Saturday, October 6, 2018

WE NEED A NEW MEDICARE POLICY ON IMMUNOSUPPRESSANT MEDICATIONS FOR KIDNEY PATIENTS



WE NEED A NEW MEDICARE POLICY ON IMMUNOSUPPRESSANT MEDICATIONS FOR KIDNEY PATIENTS





Our Medicare policy on anti-rejection medications is outdated and should be changed. Currently, for 36 months after transplant, Medicare picks up the high costs of immunosuppressant medications.  After that point, if you are under the age of 65, you must either have independent/supplementary insurance to pick up that coverage or you must pick up the expense out of pocket.  Since the costs for this medication is extremely expensive, ranging in the thousands of dollars every month, many people try to stretch their meds, not taking the prescribed dosage or forgoing the medications altogether.  The result is that the patient may lose his/her new kidney and end up on the only other renal replacement therapy, dialysis.  That patient may also die. 



According to a December 6th, 2017 article in the Washington Post,



Kidney transplants are universally acknowledged as the best treatment for kidney failure.
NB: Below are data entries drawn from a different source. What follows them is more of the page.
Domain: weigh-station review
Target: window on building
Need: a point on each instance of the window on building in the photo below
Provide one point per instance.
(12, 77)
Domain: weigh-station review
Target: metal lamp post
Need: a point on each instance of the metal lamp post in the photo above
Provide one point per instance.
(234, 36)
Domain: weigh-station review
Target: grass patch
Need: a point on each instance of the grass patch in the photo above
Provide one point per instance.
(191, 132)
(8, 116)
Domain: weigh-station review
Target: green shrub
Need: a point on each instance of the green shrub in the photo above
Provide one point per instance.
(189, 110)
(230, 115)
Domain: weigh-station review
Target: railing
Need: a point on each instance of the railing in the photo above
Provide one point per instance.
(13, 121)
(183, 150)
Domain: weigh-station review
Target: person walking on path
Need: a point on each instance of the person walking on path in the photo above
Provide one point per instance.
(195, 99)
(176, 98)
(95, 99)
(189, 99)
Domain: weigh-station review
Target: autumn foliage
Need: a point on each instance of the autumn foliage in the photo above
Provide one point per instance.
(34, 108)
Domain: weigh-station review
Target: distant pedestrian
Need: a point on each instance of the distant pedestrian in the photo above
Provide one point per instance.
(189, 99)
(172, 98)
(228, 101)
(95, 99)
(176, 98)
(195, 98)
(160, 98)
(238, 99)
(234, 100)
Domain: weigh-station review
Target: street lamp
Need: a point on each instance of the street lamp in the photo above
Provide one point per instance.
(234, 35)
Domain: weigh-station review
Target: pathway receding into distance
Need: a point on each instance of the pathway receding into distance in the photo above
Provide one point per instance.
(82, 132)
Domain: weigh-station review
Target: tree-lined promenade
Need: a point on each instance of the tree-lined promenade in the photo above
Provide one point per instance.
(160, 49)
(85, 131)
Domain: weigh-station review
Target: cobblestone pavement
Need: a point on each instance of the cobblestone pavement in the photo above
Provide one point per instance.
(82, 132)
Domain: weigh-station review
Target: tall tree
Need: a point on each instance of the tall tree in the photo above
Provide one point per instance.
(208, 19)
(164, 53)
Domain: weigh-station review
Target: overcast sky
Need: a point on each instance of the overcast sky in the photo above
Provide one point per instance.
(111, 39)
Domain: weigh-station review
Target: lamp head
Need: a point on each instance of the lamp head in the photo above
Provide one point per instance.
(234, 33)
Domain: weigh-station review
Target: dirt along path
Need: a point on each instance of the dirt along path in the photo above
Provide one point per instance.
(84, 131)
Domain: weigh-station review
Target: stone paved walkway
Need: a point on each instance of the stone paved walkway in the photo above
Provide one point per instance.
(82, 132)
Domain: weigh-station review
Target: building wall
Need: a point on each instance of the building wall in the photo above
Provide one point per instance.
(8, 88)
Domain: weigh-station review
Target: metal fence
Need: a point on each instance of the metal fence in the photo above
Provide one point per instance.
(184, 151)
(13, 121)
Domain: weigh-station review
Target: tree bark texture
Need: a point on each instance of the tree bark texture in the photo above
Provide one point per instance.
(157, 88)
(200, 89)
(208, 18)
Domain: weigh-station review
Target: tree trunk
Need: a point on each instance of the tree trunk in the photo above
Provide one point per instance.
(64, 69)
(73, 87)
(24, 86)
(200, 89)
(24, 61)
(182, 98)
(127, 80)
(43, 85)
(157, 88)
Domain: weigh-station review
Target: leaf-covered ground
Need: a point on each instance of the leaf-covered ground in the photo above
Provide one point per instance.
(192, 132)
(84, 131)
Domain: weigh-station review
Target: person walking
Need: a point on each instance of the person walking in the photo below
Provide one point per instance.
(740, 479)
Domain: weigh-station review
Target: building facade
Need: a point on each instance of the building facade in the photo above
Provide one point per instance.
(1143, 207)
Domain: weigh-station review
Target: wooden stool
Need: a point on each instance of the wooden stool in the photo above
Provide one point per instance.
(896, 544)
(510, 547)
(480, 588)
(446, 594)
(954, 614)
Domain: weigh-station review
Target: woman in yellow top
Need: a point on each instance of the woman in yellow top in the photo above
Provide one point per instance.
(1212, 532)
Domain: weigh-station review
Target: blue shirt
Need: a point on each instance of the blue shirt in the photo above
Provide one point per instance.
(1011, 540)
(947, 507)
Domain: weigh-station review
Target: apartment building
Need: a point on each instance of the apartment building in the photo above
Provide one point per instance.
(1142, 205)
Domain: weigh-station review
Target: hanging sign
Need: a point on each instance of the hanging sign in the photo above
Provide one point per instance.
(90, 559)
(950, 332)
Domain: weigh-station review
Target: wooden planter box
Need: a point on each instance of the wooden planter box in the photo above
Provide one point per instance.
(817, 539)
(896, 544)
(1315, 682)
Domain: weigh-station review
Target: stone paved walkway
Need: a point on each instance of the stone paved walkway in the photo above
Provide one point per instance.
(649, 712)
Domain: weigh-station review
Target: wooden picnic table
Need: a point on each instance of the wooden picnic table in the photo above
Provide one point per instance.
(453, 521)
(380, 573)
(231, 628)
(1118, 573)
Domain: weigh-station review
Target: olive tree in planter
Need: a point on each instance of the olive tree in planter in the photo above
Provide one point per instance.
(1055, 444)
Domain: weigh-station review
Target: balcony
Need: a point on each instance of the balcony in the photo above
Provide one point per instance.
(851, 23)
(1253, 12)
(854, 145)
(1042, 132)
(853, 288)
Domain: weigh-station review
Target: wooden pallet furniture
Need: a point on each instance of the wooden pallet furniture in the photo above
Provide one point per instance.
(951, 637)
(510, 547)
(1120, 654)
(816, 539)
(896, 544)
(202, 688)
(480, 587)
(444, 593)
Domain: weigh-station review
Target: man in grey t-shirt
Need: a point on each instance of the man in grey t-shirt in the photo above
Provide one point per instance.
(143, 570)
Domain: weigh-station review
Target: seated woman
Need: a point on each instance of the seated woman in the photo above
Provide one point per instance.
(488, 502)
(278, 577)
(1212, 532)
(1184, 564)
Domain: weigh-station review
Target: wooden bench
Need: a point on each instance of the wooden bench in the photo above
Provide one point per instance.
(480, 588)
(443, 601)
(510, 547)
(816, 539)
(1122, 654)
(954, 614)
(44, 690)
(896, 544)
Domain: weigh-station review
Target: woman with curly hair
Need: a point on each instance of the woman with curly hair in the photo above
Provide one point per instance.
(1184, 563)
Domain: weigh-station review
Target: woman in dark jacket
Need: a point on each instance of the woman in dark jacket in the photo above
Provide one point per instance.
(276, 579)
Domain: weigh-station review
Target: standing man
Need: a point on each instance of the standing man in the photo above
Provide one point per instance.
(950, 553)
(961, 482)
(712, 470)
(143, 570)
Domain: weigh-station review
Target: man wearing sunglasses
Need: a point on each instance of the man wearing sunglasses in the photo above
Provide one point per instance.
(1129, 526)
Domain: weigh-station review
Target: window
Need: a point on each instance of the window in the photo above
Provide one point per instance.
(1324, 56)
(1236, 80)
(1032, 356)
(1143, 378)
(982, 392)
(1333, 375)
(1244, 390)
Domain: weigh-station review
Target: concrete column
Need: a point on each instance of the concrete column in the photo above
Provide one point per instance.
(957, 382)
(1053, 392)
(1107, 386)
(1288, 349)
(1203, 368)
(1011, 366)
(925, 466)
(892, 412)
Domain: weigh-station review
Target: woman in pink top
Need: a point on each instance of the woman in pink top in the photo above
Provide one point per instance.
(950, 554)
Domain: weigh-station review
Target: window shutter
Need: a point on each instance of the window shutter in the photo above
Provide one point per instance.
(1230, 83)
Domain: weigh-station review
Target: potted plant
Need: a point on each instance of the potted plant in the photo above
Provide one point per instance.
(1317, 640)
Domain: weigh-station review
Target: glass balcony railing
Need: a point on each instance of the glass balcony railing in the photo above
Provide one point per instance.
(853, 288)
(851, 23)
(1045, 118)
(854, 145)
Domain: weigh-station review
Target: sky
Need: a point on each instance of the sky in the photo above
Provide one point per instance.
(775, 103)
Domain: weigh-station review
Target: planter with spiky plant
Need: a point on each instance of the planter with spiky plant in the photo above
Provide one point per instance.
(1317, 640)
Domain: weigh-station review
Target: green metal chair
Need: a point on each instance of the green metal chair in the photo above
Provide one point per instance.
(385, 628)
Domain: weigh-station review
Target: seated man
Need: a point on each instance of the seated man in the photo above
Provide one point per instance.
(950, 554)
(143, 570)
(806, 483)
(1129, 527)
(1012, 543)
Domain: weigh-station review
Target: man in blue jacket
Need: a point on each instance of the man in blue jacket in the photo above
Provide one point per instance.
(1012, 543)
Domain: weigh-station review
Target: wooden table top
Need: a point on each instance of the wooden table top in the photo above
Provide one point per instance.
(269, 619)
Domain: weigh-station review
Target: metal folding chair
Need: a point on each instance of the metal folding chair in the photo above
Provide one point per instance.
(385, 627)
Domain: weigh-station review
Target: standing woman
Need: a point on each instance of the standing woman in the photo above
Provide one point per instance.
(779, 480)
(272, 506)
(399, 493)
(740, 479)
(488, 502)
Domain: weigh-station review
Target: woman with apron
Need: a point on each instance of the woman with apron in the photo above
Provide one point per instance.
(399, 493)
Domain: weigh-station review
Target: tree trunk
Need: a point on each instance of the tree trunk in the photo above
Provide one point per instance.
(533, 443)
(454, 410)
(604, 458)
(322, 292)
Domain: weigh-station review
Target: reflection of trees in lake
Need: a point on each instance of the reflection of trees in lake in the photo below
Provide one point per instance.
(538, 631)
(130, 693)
Compared with remaining on dialysis, transplant recipients live longer, have better quality of life, are more likely to raise a family, have fewer symptoms and incur far fewer health-care costs.

After a successful transplant, keeping the kidney functional requires lifelong use of immunosuppressive medications, which prevent the recipient's body from rejecting the new organ. These medications provide excellent value for money since they allow the patient and society to reap the benefits of kidney transplantation.

As researchers from Canada, we've studied health care for those affected by kidney disease in the United States and other developed nations. Since 1972, Medicare has provided coverage to patients with kidney failure, regardless of age or disability status. However, while there is no time limit for dialysis patients, kidney transplant recipients who are not otherwise eligible for Medicare lose their coverage 36 months after they receive their transplant — leaving many unable to pay for immunosuppressive medications. Without access to these medications, patients eventually lose their transplants and require dialysis treatment instead.[i]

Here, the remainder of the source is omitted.